En agosto de 1968, representantes de dos grupos de estudiantes antifranquistas vascos, uno con residencia en Euskadi y el otro instalado en Madrid, nos citamos a medio camino, en Burgos, para intercambiar información y tratar de coordinarnos. Fuimos en coche. Los de Euskadi en un Citröen 2CV que conduje yo.

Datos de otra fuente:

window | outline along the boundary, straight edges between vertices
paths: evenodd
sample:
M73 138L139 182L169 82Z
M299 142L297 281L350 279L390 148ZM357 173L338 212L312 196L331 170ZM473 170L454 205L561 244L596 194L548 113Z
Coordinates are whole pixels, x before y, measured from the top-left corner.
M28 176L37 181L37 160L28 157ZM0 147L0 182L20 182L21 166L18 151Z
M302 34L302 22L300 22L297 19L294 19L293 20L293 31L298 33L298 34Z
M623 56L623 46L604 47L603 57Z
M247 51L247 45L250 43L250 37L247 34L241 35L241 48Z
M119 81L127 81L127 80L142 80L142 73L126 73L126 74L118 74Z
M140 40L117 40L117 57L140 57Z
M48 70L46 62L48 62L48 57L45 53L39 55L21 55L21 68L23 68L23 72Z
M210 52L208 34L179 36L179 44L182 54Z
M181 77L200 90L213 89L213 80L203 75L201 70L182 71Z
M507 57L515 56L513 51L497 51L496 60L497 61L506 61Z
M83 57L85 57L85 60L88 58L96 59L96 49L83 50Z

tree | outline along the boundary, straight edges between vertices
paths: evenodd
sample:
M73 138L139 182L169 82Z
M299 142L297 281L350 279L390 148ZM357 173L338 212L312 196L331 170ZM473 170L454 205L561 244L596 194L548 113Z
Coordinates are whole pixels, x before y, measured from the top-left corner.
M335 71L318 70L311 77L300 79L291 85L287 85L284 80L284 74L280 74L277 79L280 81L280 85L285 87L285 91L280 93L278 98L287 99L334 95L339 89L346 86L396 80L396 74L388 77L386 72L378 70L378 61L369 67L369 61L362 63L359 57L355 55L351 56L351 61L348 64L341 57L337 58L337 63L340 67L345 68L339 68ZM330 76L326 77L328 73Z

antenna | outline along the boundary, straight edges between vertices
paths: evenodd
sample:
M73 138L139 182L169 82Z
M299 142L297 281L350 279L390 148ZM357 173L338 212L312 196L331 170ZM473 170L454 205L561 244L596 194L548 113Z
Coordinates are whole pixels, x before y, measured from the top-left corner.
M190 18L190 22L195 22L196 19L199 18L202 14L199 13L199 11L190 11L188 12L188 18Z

Nuestra mala suerte fue que la Policía tenía pinchado el teléfono de uno de los de Madrid y captó una conversación en la que se dijo: «Bueno, pues hasta mañana en Burgos». No la cita concreta -nadie mencionaba una cita subversiva por teléfono-, pero sí el día y la ciudad. Así que una unidad de la Brigada Político-Social se desplazó a Burgos para tratar de dar con nosotros. Y lo que son las cosas: nos encontraron. A unos en la calle y a otros en un bar, en el que -también fue casualidad- entraron ellos a tomarse algo antes de proseguir la búsqueda.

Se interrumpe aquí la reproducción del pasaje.